Who Needs a Larger iPad?

Where there’s smoke, there’s fire.

Let’s do our best to avoid rumors and look to what’s in the code. In fact, if such spelunking did not happen, I would have hesitated to pen this post outright (because I do not like lending attention to rumors). Still, here we have it:

Both tweets were surfaced by 9to5mac in separate posts.

So, for argument’s sake, who would want an iPad screen that was physically larger (and capable of rendering more pixels) than iPad Air? I can think of a few rather largely-represented groups.

Obviously, this is not a comprehensive list of would-be users, but without knowing too much more about what appears to be a new iPad family member, it is impossible to apply the value of a larger-screen iPad beyond what we know it to be (an iOS device that carries with it a larger resolution that would scale to 263ppi on a 12.9″ screen – or 2x what the current iPad Air pushes).

Who benefits?

  • Gamers: smaller screens are more portable, but with the rise of mobile gaming (which, I’d say, includes any game developed with iPad in mind), I’d expect that great gameplay will look greater on larger surfaces.

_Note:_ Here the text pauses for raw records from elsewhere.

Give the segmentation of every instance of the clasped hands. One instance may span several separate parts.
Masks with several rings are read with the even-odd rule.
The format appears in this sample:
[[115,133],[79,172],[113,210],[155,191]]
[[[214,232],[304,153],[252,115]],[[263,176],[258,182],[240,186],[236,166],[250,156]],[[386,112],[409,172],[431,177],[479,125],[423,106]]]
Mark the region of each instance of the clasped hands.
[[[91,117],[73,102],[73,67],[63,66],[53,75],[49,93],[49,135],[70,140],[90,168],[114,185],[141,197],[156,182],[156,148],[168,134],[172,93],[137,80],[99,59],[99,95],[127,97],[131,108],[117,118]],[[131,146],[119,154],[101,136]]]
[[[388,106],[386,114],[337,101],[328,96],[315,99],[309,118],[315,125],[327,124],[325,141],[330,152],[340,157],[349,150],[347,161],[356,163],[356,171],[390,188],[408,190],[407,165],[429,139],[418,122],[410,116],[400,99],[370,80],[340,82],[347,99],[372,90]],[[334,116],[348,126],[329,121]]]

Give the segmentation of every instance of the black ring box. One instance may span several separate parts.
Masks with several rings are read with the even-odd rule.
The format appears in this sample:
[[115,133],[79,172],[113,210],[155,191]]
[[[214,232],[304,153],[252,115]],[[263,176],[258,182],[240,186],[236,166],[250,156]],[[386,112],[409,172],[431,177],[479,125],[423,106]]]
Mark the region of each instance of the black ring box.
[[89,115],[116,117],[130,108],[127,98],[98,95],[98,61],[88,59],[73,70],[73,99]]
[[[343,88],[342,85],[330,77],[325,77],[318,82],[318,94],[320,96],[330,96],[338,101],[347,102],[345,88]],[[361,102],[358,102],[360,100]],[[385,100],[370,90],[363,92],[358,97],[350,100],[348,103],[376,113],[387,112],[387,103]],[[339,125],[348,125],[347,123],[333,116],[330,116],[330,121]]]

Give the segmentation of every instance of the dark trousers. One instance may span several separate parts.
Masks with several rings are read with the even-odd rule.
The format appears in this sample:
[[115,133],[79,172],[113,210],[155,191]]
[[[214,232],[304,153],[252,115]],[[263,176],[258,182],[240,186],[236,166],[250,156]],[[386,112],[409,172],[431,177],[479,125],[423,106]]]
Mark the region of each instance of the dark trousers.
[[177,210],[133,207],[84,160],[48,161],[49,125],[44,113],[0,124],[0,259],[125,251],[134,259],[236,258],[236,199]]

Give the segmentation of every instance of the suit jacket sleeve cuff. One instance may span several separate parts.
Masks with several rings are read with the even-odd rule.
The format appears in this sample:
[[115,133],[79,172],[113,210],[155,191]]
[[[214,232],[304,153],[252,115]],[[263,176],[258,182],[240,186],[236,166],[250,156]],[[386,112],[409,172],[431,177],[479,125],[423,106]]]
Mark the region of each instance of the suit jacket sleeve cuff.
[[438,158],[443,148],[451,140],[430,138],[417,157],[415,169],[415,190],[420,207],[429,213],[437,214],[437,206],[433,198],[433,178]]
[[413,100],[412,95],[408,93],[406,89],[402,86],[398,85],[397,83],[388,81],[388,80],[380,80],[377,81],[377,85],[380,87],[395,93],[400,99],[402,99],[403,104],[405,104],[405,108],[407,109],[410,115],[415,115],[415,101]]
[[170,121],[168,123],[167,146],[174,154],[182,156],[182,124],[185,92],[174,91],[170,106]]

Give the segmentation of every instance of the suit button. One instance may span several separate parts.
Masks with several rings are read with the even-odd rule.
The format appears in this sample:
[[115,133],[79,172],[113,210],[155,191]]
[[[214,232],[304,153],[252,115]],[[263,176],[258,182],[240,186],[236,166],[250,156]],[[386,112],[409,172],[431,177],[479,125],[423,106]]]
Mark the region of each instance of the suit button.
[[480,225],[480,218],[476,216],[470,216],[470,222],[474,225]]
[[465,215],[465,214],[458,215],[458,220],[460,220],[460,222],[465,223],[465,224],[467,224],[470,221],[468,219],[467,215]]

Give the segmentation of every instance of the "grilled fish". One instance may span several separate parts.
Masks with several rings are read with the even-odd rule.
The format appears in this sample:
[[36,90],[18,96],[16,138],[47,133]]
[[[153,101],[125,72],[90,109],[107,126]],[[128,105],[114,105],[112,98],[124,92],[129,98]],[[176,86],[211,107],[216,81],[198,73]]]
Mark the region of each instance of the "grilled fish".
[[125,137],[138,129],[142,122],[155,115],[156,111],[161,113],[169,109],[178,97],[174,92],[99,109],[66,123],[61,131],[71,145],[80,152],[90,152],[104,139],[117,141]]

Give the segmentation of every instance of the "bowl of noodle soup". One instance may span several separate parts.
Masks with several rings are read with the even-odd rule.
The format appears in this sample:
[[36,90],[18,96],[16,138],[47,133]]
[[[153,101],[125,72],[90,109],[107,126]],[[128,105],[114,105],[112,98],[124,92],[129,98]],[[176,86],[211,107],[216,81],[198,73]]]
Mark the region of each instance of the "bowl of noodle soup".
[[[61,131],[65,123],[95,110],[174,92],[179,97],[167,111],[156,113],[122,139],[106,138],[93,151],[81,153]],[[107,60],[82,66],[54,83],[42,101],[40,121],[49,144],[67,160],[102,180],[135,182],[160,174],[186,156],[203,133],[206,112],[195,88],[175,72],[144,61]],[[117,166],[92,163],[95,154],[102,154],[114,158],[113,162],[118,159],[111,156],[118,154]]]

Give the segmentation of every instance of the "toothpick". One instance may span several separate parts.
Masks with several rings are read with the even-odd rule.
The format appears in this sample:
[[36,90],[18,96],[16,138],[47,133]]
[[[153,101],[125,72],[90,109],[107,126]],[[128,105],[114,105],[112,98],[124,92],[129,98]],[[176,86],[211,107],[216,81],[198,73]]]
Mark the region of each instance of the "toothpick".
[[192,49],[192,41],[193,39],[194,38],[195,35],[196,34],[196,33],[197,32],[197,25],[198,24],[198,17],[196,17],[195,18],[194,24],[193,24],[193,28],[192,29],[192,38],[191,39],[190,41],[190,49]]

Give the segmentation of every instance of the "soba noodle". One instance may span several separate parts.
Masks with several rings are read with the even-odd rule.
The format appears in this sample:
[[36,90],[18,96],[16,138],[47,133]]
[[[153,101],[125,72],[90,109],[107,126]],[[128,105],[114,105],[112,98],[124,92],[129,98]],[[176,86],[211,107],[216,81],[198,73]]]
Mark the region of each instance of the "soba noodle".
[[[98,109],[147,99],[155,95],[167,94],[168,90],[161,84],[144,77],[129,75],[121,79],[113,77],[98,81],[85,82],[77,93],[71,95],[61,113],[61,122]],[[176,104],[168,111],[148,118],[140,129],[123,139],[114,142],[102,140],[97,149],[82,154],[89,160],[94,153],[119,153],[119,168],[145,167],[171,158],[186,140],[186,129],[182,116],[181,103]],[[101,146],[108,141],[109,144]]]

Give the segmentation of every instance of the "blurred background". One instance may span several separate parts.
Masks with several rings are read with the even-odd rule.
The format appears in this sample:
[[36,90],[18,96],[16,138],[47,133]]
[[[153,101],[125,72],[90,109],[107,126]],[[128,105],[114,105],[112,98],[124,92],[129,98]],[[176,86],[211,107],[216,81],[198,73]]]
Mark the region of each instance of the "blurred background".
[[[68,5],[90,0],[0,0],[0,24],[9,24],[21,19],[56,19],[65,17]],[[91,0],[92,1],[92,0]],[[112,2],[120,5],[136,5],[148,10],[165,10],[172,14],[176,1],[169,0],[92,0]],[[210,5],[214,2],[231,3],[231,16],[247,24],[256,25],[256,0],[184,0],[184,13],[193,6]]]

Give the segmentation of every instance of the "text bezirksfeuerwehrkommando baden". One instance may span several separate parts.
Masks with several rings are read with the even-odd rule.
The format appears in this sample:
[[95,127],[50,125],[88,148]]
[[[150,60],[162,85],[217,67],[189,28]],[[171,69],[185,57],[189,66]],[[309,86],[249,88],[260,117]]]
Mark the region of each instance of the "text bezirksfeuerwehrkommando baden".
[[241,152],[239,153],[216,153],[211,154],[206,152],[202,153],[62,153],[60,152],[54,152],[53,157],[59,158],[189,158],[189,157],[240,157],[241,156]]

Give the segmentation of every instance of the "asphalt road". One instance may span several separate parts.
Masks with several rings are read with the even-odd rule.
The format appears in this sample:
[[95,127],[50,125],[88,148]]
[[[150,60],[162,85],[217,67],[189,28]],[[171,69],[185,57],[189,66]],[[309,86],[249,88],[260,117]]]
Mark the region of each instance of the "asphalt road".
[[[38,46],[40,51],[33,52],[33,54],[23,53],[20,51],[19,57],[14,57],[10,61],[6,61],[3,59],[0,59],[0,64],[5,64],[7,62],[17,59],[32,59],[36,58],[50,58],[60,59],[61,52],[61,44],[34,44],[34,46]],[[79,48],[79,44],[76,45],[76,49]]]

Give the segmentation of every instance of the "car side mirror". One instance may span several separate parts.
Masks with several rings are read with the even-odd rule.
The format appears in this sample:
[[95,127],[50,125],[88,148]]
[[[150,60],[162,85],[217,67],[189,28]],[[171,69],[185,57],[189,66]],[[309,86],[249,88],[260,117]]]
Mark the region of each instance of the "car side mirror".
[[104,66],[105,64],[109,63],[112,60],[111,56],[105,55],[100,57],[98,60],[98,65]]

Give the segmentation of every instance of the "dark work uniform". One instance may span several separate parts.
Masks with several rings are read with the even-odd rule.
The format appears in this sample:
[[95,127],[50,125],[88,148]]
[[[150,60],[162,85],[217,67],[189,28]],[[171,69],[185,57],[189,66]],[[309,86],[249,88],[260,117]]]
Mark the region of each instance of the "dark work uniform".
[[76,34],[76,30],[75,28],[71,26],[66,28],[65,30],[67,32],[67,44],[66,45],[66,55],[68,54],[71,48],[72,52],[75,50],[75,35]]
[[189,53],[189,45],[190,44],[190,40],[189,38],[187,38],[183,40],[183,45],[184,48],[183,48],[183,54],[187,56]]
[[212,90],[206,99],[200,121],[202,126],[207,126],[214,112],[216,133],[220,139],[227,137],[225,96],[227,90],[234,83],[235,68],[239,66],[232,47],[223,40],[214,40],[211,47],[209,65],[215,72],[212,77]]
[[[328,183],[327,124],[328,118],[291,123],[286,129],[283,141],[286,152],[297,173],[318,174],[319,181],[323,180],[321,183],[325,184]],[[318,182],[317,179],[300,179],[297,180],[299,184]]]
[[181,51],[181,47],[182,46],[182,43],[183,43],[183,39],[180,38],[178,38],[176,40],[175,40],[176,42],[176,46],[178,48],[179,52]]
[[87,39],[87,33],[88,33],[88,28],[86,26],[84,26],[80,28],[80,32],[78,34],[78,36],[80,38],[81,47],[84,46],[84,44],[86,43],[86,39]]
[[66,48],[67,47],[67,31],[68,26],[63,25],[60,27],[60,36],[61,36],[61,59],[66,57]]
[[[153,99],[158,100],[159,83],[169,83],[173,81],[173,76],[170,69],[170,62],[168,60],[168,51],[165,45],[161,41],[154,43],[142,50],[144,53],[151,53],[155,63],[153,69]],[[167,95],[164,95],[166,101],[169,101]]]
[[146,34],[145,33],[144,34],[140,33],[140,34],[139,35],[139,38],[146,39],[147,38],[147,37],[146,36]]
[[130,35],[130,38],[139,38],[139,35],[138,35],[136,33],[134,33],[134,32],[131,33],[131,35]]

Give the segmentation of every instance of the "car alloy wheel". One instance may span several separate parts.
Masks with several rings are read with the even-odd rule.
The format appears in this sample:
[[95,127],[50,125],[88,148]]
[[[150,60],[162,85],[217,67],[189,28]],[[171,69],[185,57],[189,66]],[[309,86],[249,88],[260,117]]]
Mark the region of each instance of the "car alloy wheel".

Even myopic platformist stalwarts could not refuse a larger playing area on any device.
  • Students: with the ability to run two (or more?) apps on iOS, research and documentation will be streamlined on a single device.
  • Casuals: I’ll stop short of saying “older people” (if only because I’m slightly north of youth myself), but for someone who wants to both view and explore personal media, surf social and the general Internet, plus get a little bit of necessary work done, larger screens on a trusted platform may certainly outweigh the alternative. Or, in other words, “smaller” iPad screens could have dissuaded casual users from getting iPad over a traditional Windows PC or MacBook to meet their exact needs.

Out of these three, I’d be inclined to believe that Apple would target the latter (with the formers in tow as a bonus). Many features in the next version of iOS seemingly have Windows holdouts in their crosshairs. These changes are coming around a time when Microsoft is set to release its next vision of what Windows can be. Users may very well find iOS more viable, but without “larger” hardware that gives these people the opportunity to replace their aging laptop or desktop, the updates are moot.

I’ve long suggested that the average user is already using their iPad as a primary computing device – but whatever Apple can do to further blur those lines will be perceived as an advantage.

We’re not in a post-PC era so much as we’re in an era when the PC still has its place but is largely outmoded by friendlier hardware, software, and service models for most consumers.

Niche markets (like gaming or production) notwithstanding.